Maffetone Revisited

Singer-songwriter Phil Maffetone, former physician to the Red Hot Chili Peppers, and an artist with whom I have worked in the past (Livin’ on a Dead End Road, recorded in Oracle Arizona) asked me to remaster some of his on-line offerings. I recently completed work on The Best of Phil Maffetone, and now I am working on songs from his Nashville Bootleg, released in 2012. The process I used for remastering was different from the way I normally work.

This was an unusual request because he asked me to work with mp3’s downloaded from his website, I prefer to work with original or mastered .wav files, however they were not available, being the work of various other mastering engineers, including some high caliber folks.

The one exception was Wizard Shoes, one of my favorite Phil songs. Since no one had touched it since we originally recorded it (back in, 2008, I believe it was), I was able to work with the original 24-bit .wav file, because I keep everything that I have worked on in my archives. After running it through my great analog chain, which includes a Rupert Neve Designs Master Bus processor and A-Designs Hammer EQ, the song ended up sounding better than ever.

But back to those mp3’s… Originally, I balked at the idea of using mp3’s in a mastering context, and if you know anything about the biases of mastering engineers, this is not considered a best practice. Fortunately, the songs were well recorded, and then encoded at the highest bit rate available, 384 KBPS. The results sounded very good. Since Phil is located on the east coast these days, I used my Dropbox account to send him previews. That was made easier by the smaller size of the mp3’s.

You might ask, why bother? Weren’t they already mastered? Well these songs were all recorded over a period of several years. They were all over the place in terms of average level, varying from about -14 dB (average RMS) to some really smashed rocking numbers, at around -6 dB. Some sounded better than others, but there was no consistency. The task at hand was to make them all sound good but at more or less the same average RMS level, so that they could be downloaded as a set. Given that some were very loud, and Phil’s fans seemed to like them that way, I decided on a target level of around -12 dB, similar to many pop tunes.

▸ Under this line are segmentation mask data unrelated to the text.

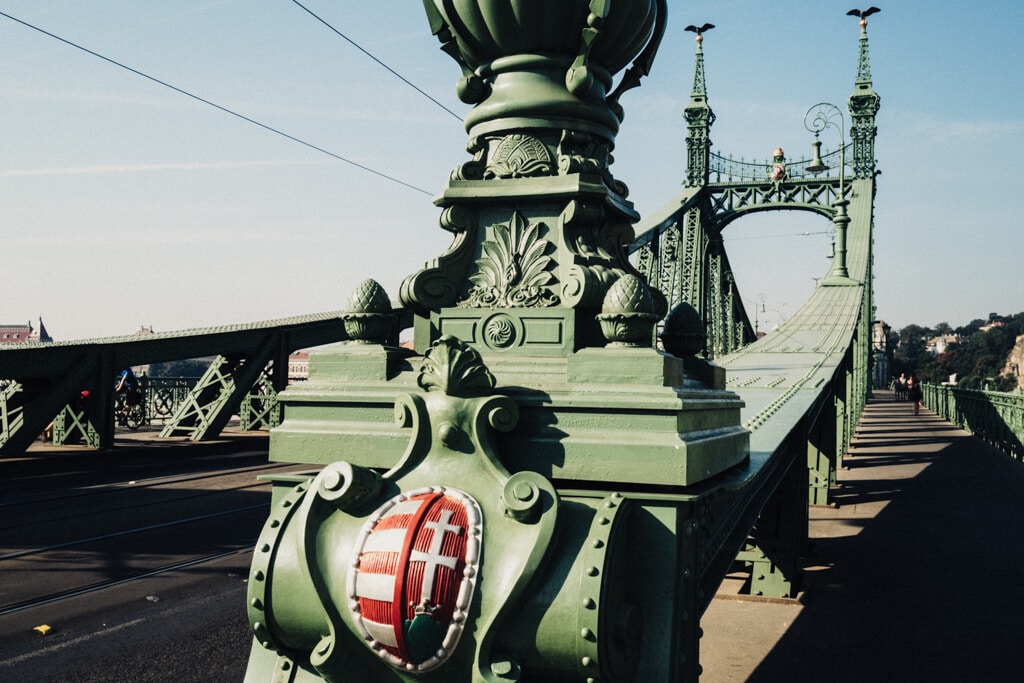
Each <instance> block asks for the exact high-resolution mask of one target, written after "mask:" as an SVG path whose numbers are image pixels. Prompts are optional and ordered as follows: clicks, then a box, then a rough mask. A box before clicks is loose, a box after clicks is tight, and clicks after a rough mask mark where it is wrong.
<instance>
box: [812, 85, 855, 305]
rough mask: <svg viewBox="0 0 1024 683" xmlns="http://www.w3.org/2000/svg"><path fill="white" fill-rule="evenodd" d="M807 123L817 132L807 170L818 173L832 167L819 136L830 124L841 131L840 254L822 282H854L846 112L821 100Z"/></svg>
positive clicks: (825, 170)
mask: <svg viewBox="0 0 1024 683" xmlns="http://www.w3.org/2000/svg"><path fill="white" fill-rule="evenodd" d="M804 127H805V128H807V130H809V131H811V132H812V133H814V142H813V145H814V161H813V162H812V163H811V164H810V165H808V167H807V170H808V171H809V172H811V173H814V174H815V175H817V174H818V173H821V172H822V171H827V170H828V167H827V166H826V165H825V164H824V163H823V162H822V161H821V155H820V148H821V142H820V141H819V140H818V135H819V134H820V133H821V131H822V130H824V129H825V128H829V127H830V128H835V129H836V130H837V131H838V132H839V199H838V200H836V202H834V203H833V206H835V207H836V215H835V216H834V217H833V222H834V223H835V224H836V257H835V259H834V260H833V265H831V269H830V270H829V272H828V275H827V276H826V278H825V279H824V281H822V283H821V284H822V285H824V286H826V287H828V286H836V285H850V284H853V282H854V281H852V280H851V279H850V273H849V271H848V270H847V268H846V228H847V226H848V225H849V224H850V216H849V215H848V214H847V212H846V207H847V205H848V204H849V202H848V201H847V199H846V134H845V132H844V127H845V122H844V119H843V112H842V110H840V109H839V108H838V106H836V105H835V104H829V103H828V102H819V103H817V104H815V105H814V106H812V108H811V109H809V110H807V114H805V115H804Z"/></svg>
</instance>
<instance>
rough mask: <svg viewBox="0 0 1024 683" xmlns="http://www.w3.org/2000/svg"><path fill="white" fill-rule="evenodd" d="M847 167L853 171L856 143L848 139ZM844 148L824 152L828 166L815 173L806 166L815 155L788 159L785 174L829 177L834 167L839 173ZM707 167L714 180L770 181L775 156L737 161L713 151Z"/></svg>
mask: <svg viewBox="0 0 1024 683" xmlns="http://www.w3.org/2000/svg"><path fill="white" fill-rule="evenodd" d="M846 152H847V154H846V160H848V161H846V167H847V169H849V170H850V171H851V173H852V169H853V166H852V158H853V143H852V142H851V143H848V144H847V145H846ZM841 153H842V151H841V150H835V151H833V152H829V153H827V154H824V155H822V156H821V160H820V161H822V162H824V165H825V166H826V168H825V169H824V170H823V171H819V172H817V173H812V172H810V171H808V170H807V167H808V166H809V165H810V164H811V162H812V161H814V160H812V159H801V160H799V161H793V162H791V161H786V162H785V176H786V177H787V178H816V177H829V176H830V174H831V172H833V171H836V172H837V174H838V173H839V167H840V164H841V163H843V161H842V160H843V155H842V154H841ZM708 161H709V163H708V171H709V174H710V175H711V176H712V178H710V181H711V182H736V181H740V182H742V181H753V182H770V181H771V174H772V170H773V167H774V165H775V162H774V161H772V160H767V161H763V162H761V161H757V160H755V161H750V162H749V161H744V160H743V159H741V158H740V159H739V160H738V161H737V160H736V159H734V158H733V157H731V156H729V157H726V156H724V155H720V154H718V153H715V152H713V153H711V155H710V157H709V160H708Z"/></svg>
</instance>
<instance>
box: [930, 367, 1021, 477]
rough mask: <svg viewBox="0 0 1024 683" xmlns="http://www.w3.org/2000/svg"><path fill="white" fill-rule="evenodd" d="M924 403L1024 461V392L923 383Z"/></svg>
mask: <svg viewBox="0 0 1024 683" xmlns="http://www.w3.org/2000/svg"><path fill="white" fill-rule="evenodd" d="M922 387H923V389H924V398H925V405H926V407H928V408H929V409H931V410H932V411H934V412H935V413H937V414H938V415H939V417H941V418H943V419H944V420H947V421H949V422H951V423H953V424H955V425H957V426H958V427H961V428H962V429H964V430H966V431H969V432H971V433H972V434H974V435H975V436H977V437H978V438H980V439H982V440H983V441H985V442H986V443H988V444H989V445H992V446H993V447H995V449H998V450H999V451H1001V452H1002V453H1005V454H1007V455H1008V456H1011V457H1012V458H1014V459H1015V460H1024V394H1020V393H1005V392H1001V391H979V390H977V389H962V388H958V387H955V386H952V385H946V384H943V385H934V384H924V385H922Z"/></svg>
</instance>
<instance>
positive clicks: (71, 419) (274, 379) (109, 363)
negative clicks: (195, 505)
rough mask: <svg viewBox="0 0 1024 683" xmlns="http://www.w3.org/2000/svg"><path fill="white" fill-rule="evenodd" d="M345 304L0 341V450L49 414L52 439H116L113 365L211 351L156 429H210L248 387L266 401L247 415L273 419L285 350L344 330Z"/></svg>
mask: <svg viewBox="0 0 1024 683" xmlns="http://www.w3.org/2000/svg"><path fill="white" fill-rule="evenodd" d="M343 314H344V311H335V312H327V313H321V314H314V315H303V316H298V317H291V318H285V319H276V321H267V322H265V323H252V324H246V325H237V326H225V327H220V328H209V329H197V330H182V331H179V332H168V333H157V334H150V335H144V336H139V335H136V336H128V337H109V338H103V339H87V340H81V341H73V342H57V343H51V344H32V345H16V346H15V345H12V344H8V345H3V346H0V458H2V457H4V456H9V455H11V454H19V453H22V452H24V451H25V449H26V447H28V445H29V444H30V443H32V442H33V441H34V440H36V438H38V437H39V435H40V434H41V433H42V432H43V430H44V429H45V428H46V427H47V425H49V424H50V423H53V434H54V439H55V442H57V443H61V442H63V441H65V440H66V438H67V437H69V436H72V435H74V436H77V437H80V438H81V440H82V442H83V443H85V444H86V445H90V446H92V447H100V449H105V447H110V446H112V445H114V430H115V415H114V412H115V395H114V388H115V383H116V378H117V376H118V373H120V372H121V371H122V370H123V369H125V368H129V367H133V366H140V365H147V364H153V362H158V361H167V360H182V359H187V358H200V357H213V358H214V360H213V361H212V362H211V364H210V367H209V369H208V371H207V372H206V374H205V375H204V376H203V377H202V378H201V379H200V381H199V382H198V383H197V384H196V386H195V387H194V388H193V389H191V391H190V393H189V395H188V397H187V398H186V399H185V400H183V401H180V402H179V404H178V407H177V409H176V410H175V412H174V414H173V415H172V416H171V418H170V419H169V420H168V421H167V422H166V423H165V425H164V430H163V432H162V435H163V436H187V437H188V438H191V439H193V440H201V439H205V438H213V437H215V436H216V435H217V434H218V433H219V432H220V430H221V429H223V427H224V425H226V424H227V422H228V420H229V419H230V418H231V416H232V415H236V414H237V413H238V412H239V410H240V407H242V405H243V402H244V401H246V400H247V398H248V397H249V396H251V395H252V393H253V391H254V387H255V388H256V391H258V392H260V395H261V396H262V398H263V399H264V401H265V403H266V405H265V407H264V410H263V411H262V412H261V415H260V416H257V417H256V418H255V419H253V420H251V421H250V424H251V425H252V426H253V427H254V428H259V427H261V426H265V427H272V426H274V425H276V424H278V423H279V422H280V418H281V415H280V410H279V409H278V408H276V403H275V395H276V392H279V391H281V390H283V389H284V388H285V386H286V385H287V383H288V372H287V369H288V355H289V353H291V352H292V351H295V350H297V349H302V348H309V347H313V346H319V345H323V344H329V343H331V342H336V341H342V340H344V339H346V338H347V336H346V333H345V328H344V322H343V319H342V316H343ZM82 391H88V392H89V400H88V403H87V404H86V405H84V407H83V405H80V404H79V401H78V400H77V399H78V397H79V395H80V393H81V392H82Z"/></svg>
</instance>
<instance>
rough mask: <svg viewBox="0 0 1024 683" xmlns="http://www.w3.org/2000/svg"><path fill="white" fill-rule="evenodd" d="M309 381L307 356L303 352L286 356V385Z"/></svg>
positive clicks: (300, 351) (303, 352) (307, 361)
mask: <svg viewBox="0 0 1024 683" xmlns="http://www.w3.org/2000/svg"><path fill="white" fill-rule="evenodd" d="M307 379H309V354H308V353H307V352H305V351H295V352H294V353H292V354H290V355H289V356H288V383H289V384H291V383H292V382H303V381H305V380H307Z"/></svg>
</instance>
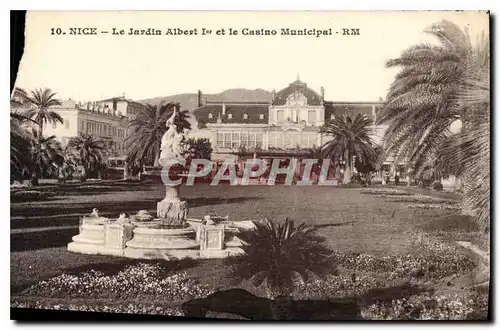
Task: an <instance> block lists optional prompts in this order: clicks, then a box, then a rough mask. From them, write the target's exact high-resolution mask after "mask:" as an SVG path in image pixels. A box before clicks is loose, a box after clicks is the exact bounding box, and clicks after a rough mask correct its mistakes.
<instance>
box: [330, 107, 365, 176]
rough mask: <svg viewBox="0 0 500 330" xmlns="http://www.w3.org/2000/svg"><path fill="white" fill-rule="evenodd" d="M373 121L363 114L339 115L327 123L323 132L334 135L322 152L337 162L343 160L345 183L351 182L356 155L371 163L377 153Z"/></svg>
mask: <svg viewBox="0 0 500 330" xmlns="http://www.w3.org/2000/svg"><path fill="white" fill-rule="evenodd" d="M372 125H373V121H372V120H371V119H369V118H367V117H366V116H363V115H361V114H358V115H356V117H355V118H354V119H352V118H351V117H347V116H346V117H343V116H339V117H336V118H335V119H333V120H330V121H328V122H326V123H325V125H324V126H323V127H322V128H321V132H322V133H324V134H327V135H330V136H331V137H332V139H331V140H329V141H327V142H326V143H325V144H324V145H323V146H322V149H321V150H322V152H323V154H324V156H325V157H328V158H330V159H332V160H334V161H335V162H337V163H338V162H339V161H340V160H343V161H344V162H345V171H344V179H343V183H344V184H347V183H349V182H351V173H352V170H351V169H352V167H353V160H354V156H356V157H357V158H358V159H359V161H361V162H362V163H369V162H370V161H371V160H372V159H373V155H374V153H375V143H374V142H373V140H372V138H371V135H372Z"/></svg>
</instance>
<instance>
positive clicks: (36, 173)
mask: <svg viewBox="0 0 500 330" xmlns="http://www.w3.org/2000/svg"><path fill="white" fill-rule="evenodd" d="M38 184H39V182H38V174H37V173H33V174H32V175H31V185H32V186H38Z"/></svg>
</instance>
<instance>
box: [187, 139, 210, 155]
mask: <svg viewBox="0 0 500 330" xmlns="http://www.w3.org/2000/svg"><path fill="white" fill-rule="evenodd" d="M186 146H187V149H188V152H189V154H190V157H191V158H192V159H208V160H210V159H211V158H212V151H213V150H212V144H211V143H210V140H209V139H206V138H198V139H193V138H190V139H188V140H187V141H186Z"/></svg>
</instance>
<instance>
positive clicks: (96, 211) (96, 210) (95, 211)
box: [90, 208, 99, 218]
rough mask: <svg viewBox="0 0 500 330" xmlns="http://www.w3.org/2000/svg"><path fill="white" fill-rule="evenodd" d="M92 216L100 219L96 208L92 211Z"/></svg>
mask: <svg viewBox="0 0 500 330" xmlns="http://www.w3.org/2000/svg"><path fill="white" fill-rule="evenodd" d="M90 216H91V217H92V218H98V217H99V210H98V209H96V208H94V209H92V213H90Z"/></svg>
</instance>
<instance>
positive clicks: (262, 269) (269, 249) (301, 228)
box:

I ran the songs through my high-quality analog chain, after doing some level processing in Wavelab, and then reencoded to mp3 format at 384 KBPS as the final step. The results still sounded great, but more cohesive as a set of songs, and Phil agreed.

So, for me the lesson was to put aside my biases, and get creative. There are always ways to make the music sound better, provided you have the right gear and know-how.